Wilson's work is included in: Are We The 99%? by Dr.Heather McKee Hurwitz, Temple University Press; Capitalism On Edge by Dr. Albena Azmenova, Columbia University Press; Urban Scrawl: The Written Word in Street Art by Lou Chamberlin; Flower Power: The Meaning of Flowers in Asian Art by Dany Chan with foreword by Jay Xu; Public Works: Artists’ Interventions 1970s – Now edited by Christian L. Frock and Tanya Zimbardo; Street Messages by Nicholas Ganz /Dokument Press; FRESH 1: Cutting Edge Illustrations in 3D and FRESH 2: Cutting Edge Illustrations in Public edited by Slanted; San Francisco Museum of Modern Art 75 Years of Looking Forward, edited by Janet Bishop, Corey Keller, Sarah Roberts; Street Art San Francisco Mission Muralismo, edited by Annice Jacoby; Mural Art: Murals on Huge Public Surfaces Around the World by Kirakoss Iosifidis; Illustration: Play - Craving for the Extraordinary, Published by Victionary; Sama-Sama/Together: An International Exchange Project Between Yogyakarta and San Francisco, Published by Jam Karet; and The Gallery at Villa Montalvo: Selected Exhibitions from 1996-2000, edited by Theres Rohan.

==Published writings==
Wilson is also a writer and art critic.
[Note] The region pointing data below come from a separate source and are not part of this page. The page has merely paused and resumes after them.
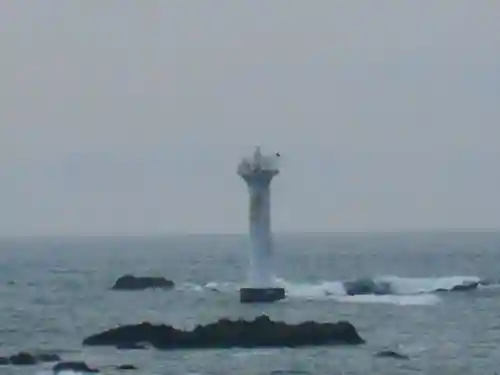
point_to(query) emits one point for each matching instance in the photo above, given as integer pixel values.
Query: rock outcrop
(28, 359)
(73, 366)
(391, 354)
(130, 282)
(225, 333)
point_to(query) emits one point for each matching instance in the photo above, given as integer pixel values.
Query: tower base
(263, 295)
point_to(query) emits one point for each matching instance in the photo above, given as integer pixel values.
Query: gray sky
(126, 116)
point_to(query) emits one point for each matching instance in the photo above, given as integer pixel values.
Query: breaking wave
(383, 289)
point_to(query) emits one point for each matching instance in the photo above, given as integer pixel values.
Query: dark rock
(225, 333)
(130, 346)
(48, 357)
(391, 354)
(465, 286)
(73, 366)
(126, 367)
(130, 282)
(261, 295)
(22, 359)
(367, 286)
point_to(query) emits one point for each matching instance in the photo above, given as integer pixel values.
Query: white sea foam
(400, 291)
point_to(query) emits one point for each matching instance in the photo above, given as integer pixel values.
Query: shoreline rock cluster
(131, 282)
(225, 333)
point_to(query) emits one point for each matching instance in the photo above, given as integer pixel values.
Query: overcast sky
(126, 116)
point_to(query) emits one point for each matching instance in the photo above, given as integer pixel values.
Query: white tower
(258, 172)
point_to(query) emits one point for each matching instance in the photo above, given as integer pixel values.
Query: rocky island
(225, 333)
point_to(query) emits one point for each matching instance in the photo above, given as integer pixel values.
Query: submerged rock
(130, 282)
(225, 333)
(367, 286)
(131, 346)
(465, 286)
(391, 354)
(22, 359)
(73, 366)
(126, 367)
(25, 358)
(48, 357)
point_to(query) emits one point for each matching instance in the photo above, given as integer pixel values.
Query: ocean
(56, 291)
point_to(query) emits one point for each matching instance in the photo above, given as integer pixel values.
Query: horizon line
(276, 233)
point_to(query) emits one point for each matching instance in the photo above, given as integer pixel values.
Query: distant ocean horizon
(55, 291)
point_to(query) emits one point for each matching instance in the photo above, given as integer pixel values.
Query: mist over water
(56, 291)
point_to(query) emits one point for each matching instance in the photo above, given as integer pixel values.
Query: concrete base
(255, 295)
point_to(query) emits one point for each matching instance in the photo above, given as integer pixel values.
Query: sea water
(56, 291)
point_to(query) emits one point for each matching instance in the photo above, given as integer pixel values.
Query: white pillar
(260, 274)
(258, 174)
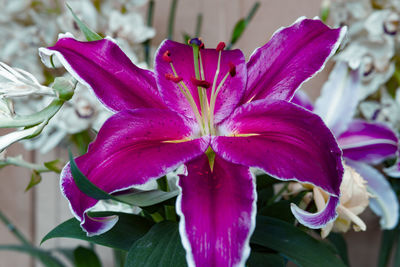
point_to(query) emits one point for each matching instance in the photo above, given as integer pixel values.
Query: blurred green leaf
(340, 243)
(295, 244)
(258, 259)
(43, 256)
(85, 257)
(36, 178)
(128, 229)
(161, 246)
(388, 241)
(89, 34)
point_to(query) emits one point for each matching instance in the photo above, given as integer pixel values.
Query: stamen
(200, 83)
(171, 77)
(232, 69)
(220, 46)
(167, 57)
(196, 41)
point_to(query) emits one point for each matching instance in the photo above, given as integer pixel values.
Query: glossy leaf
(43, 256)
(258, 259)
(161, 246)
(295, 244)
(128, 229)
(340, 243)
(85, 257)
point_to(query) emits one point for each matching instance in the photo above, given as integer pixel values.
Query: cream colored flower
(354, 199)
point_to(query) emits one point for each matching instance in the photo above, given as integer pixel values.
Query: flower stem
(13, 229)
(147, 44)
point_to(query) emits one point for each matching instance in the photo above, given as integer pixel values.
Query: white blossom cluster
(24, 27)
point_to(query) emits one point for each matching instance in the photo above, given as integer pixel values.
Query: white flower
(354, 199)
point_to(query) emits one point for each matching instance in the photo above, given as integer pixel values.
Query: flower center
(207, 91)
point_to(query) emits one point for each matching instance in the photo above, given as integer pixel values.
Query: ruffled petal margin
(289, 143)
(132, 147)
(103, 67)
(292, 56)
(217, 209)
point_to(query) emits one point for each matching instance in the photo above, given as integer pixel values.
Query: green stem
(13, 229)
(147, 44)
(171, 20)
(199, 23)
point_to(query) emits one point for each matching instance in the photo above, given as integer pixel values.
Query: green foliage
(128, 229)
(89, 34)
(86, 257)
(293, 243)
(42, 255)
(161, 246)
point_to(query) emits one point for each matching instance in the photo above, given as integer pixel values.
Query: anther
(196, 41)
(167, 57)
(173, 78)
(232, 69)
(220, 46)
(200, 83)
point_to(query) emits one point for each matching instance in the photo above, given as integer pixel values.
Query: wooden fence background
(36, 212)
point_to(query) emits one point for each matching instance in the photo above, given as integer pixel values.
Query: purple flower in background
(363, 143)
(218, 115)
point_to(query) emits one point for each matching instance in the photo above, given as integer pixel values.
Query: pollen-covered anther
(167, 57)
(232, 69)
(171, 77)
(220, 46)
(200, 83)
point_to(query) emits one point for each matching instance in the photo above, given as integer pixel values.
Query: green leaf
(42, 255)
(83, 183)
(55, 165)
(258, 259)
(128, 229)
(295, 244)
(89, 34)
(161, 246)
(238, 30)
(85, 257)
(82, 141)
(36, 178)
(242, 24)
(340, 243)
(147, 198)
(64, 88)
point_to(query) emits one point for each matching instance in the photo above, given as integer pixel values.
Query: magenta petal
(131, 148)
(181, 57)
(292, 56)
(301, 98)
(217, 210)
(368, 142)
(103, 67)
(283, 139)
(319, 219)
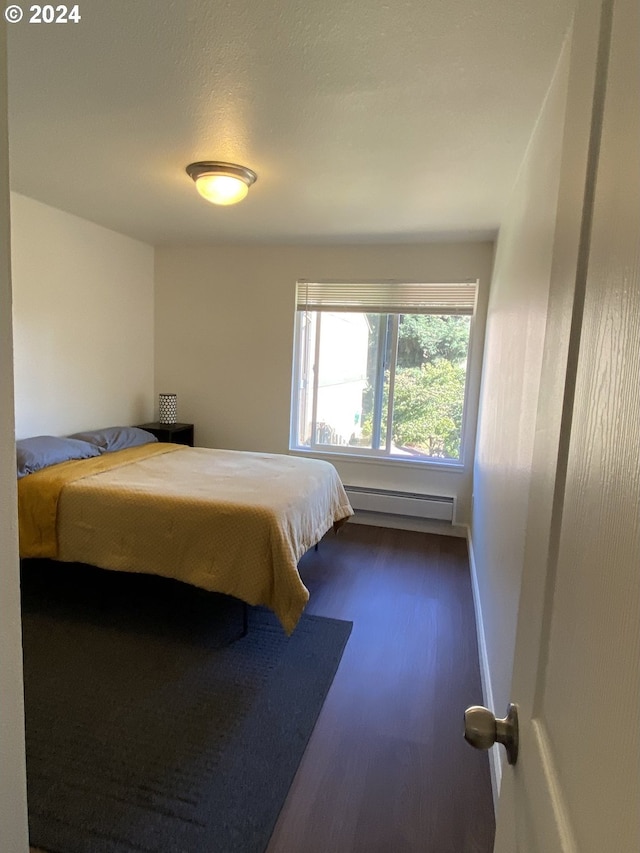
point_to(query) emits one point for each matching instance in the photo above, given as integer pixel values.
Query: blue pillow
(115, 438)
(40, 451)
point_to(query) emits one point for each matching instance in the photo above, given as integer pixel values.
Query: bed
(226, 521)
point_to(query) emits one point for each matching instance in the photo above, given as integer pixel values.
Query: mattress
(225, 521)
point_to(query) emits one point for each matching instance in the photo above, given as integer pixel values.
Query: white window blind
(387, 297)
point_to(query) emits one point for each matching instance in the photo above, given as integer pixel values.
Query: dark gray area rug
(148, 727)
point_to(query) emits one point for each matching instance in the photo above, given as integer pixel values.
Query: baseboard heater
(436, 507)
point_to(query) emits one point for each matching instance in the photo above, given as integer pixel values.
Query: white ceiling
(366, 120)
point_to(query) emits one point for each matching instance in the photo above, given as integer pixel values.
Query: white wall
(13, 787)
(224, 341)
(514, 347)
(83, 323)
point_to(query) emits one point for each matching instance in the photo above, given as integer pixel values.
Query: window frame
(378, 455)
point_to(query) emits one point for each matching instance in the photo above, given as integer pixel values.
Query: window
(380, 369)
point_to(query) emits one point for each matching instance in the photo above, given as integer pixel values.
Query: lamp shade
(167, 408)
(221, 183)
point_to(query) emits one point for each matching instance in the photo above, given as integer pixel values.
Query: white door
(576, 784)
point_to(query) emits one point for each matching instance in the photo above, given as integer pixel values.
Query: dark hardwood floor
(387, 769)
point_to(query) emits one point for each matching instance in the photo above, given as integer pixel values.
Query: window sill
(397, 462)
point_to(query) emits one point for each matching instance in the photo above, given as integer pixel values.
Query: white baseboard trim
(495, 764)
(405, 522)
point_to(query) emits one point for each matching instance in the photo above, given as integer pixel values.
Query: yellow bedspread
(226, 521)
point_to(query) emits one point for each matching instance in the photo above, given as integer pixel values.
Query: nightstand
(173, 433)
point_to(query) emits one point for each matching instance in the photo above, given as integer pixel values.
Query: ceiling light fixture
(221, 183)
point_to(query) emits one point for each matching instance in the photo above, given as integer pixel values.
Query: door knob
(482, 729)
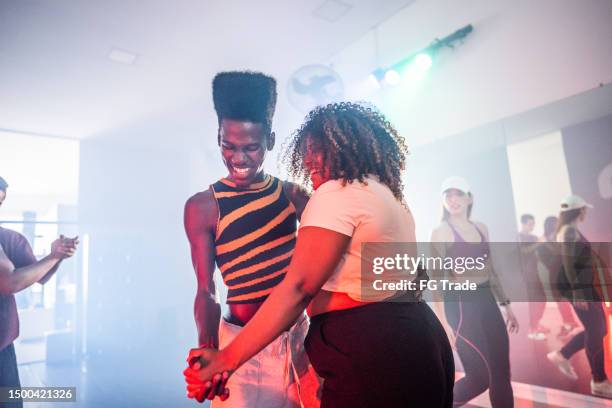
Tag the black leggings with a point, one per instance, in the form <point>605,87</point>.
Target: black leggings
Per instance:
<point>483,347</point>
<point>591,339</point>
<point>382,355</point>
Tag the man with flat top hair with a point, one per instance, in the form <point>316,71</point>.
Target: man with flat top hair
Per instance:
<point>245,224</point>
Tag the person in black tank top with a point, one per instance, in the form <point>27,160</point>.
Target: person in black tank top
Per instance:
<point>576,283</point>
<point>474,321</point>
<point>245,224</point>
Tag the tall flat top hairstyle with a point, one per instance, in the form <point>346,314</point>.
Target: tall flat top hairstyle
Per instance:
<point>245,96</point>
<point>356,140</point>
She co-founded the San Francisco-based arts Website www.stretcher.org. She was an art writer for the San Francisco Bay Guardian 2000 - 2001. Her writings have appeared in stretcher.org, afterimage, Up The Staircase Quarterly, Digitalcity, Public Art Review, Art Practical, El_Tecolote_(newspaper); in the book Street Art San Francisco Mission Muralismo (edited by Annice Jacoby with Foreword by Carlos Santana); and in Reimagine: The National Journal About Race, Poverty, and the Environment.

==Activism==
Wilson has been one of the core organizers active in the response to San Francisco's economic and technology booms 1999–present. In 2000, she co-organized the project Art Strikes Back with Lise Swenson, an 8-week series of performances along the Valencia corridor in San Francisco's Mission District. In 2014 she called out University of Berkeley's Graduate School of Journalism's project "Mission Loc@l" for disrespecting the wishes of artists involved with the Clarion Alley Mural Project by selecting an image of the Alley for their contest to decorate the highly contested "tech buses" that use the city's public bus stops. The winning artist, Elinor Diamond, ultimately withdrew the image and submitted a new one. Wilson and artists Christopher Statton, and Mike Reger created the mural Wall of Shame & Solutions on the Clarion Alley to call out San Francisco's city government officials on policies impacting the city's changing character. Wilson's essay “The Gentrification of Our Livelihoods” published on Stretcher.org in June 2014 and in Reimagine: The National Journal About Race, Poverty, and the Environment in December 2014, looks at the impact that public-private partnerships between arts organizations, developers, and funders have had on the arts and greater communities of San Francisco.

==Personal==
Wilson lives in San Francisco with her husband and sometime collaborator Christopher Statton.